Similarly, I only know who Terry Lamsley is because I know that there are still people out there writing classical (which is not to say derivative) ghost stories. Lamsley's work is published by small presses, and as is often the case with writers so published, there is one book that gets sold at a price that wouldn't make a regular working stiff horror fan such as myself blanch at the idea of paying for it. With Lamsley, that book is Conference with the Dead, published by Night Shade books. In his introduction to Conference with the Dead, Ramsey Campbell -- who has an incredibly sharp eye for this kind of writing -- relates an interesting, charming and even inspiring anecdote about his introduction to Lamsley's work. In brief, he says that he was at a science fiction convention, and encountered Lamsley hawking his self-published collection Under the Crust (check out how much that one is currently going for online). Because Lamsley was standing right there, Campbell found it difficult to simply put the book down, having just picked it up for a browse-through, and also Lamsley hailed from, and set much of his fiction in, Buxton, where Campbell had met his wife. So he bought the book, and later that night, after reading some of it, called Stephen Jones and Karl Edward Wagner to announce the arrival of a major new talent.
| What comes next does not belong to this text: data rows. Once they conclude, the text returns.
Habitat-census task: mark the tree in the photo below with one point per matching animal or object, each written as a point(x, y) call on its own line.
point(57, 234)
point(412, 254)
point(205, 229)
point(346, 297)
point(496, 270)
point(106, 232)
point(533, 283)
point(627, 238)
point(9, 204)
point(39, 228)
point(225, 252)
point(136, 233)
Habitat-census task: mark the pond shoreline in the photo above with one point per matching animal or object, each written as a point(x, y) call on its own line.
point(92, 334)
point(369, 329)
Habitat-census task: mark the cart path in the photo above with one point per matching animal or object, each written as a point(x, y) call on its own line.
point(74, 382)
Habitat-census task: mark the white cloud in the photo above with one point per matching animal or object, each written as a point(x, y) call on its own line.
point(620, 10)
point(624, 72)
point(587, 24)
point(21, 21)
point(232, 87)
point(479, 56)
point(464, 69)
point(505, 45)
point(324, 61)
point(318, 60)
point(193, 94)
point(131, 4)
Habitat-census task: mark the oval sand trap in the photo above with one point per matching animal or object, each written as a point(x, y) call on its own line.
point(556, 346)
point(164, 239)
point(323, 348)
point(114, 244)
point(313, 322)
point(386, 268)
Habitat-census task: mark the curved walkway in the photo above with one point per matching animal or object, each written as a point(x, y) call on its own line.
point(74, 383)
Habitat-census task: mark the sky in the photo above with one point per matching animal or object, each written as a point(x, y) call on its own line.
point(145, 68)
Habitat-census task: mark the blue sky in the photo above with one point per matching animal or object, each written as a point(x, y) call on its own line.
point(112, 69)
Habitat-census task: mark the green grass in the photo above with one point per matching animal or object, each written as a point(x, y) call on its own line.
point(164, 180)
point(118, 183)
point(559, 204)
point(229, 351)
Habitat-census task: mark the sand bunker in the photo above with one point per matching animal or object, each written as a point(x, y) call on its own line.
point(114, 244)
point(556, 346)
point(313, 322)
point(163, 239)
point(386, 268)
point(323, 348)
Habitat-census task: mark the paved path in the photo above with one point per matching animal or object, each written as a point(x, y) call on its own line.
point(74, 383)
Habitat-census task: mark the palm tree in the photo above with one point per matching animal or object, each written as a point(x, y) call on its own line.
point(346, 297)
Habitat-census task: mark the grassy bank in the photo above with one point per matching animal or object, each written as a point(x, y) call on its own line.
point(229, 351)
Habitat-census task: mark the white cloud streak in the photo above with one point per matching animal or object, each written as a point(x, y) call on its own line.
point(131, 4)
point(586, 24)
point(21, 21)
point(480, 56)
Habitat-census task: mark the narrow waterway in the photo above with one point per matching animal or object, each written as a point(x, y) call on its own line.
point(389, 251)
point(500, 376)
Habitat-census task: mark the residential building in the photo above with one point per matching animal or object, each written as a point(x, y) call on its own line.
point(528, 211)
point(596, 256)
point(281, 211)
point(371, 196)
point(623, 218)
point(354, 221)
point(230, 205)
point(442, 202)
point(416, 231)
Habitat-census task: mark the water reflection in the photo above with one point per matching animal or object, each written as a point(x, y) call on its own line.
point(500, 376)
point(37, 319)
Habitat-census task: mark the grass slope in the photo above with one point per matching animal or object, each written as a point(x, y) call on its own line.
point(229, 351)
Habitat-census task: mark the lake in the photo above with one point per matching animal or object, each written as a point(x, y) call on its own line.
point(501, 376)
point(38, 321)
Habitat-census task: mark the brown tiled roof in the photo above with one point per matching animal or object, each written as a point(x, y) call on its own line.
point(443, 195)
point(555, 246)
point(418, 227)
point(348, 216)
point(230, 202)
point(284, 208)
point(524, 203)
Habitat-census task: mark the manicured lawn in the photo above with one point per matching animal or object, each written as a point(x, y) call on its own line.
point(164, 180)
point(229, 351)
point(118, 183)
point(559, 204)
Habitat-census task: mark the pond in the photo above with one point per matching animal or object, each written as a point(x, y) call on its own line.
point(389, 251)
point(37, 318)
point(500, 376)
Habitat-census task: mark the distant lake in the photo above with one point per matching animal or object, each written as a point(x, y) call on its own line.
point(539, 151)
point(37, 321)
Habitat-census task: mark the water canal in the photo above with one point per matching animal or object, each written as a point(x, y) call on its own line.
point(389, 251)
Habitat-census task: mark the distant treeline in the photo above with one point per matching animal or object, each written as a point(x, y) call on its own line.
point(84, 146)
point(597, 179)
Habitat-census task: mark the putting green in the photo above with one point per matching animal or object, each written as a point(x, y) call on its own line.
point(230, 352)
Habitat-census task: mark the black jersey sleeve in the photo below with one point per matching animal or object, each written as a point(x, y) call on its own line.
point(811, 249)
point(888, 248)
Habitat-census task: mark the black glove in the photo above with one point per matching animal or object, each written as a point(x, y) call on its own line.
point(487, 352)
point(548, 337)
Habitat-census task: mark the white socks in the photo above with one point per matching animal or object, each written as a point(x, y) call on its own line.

Later in the introduction, Campbell says:

In this book Lamsley consolidates his reputation as an inheritor of all the qualities of classic English supernatural horror fiction: wit, detachment, an economy of effect bordering on the poetic, a seemingly effortless originality.

Yes, yes, yes, and yes, from what I've been able to tell after reading seven of the ten stories in Conference with the Dead. Reading Lamsley, I'm reminded of M. R. James, without thinking that Lamsley is simply treading old ground. You might come away from your first Lamsley story tempted to say "They don't write 'em like that anymore", if it weren't for the fact that Lamsley is alive and well and writing at this very moment (well, probably). The fact, or the theory, that his classicism is why Leisure Books, the most productive publisher of affordable, mass market horror fiction (new and reprints), hasn't come near Lamsley yet is both depressing and inevitable (and, for the record, Leisure Books puts out some good stuff on occasion, and they're far from a total write-off. I just wish Lamsley and his kin could get a look into that sort of deal).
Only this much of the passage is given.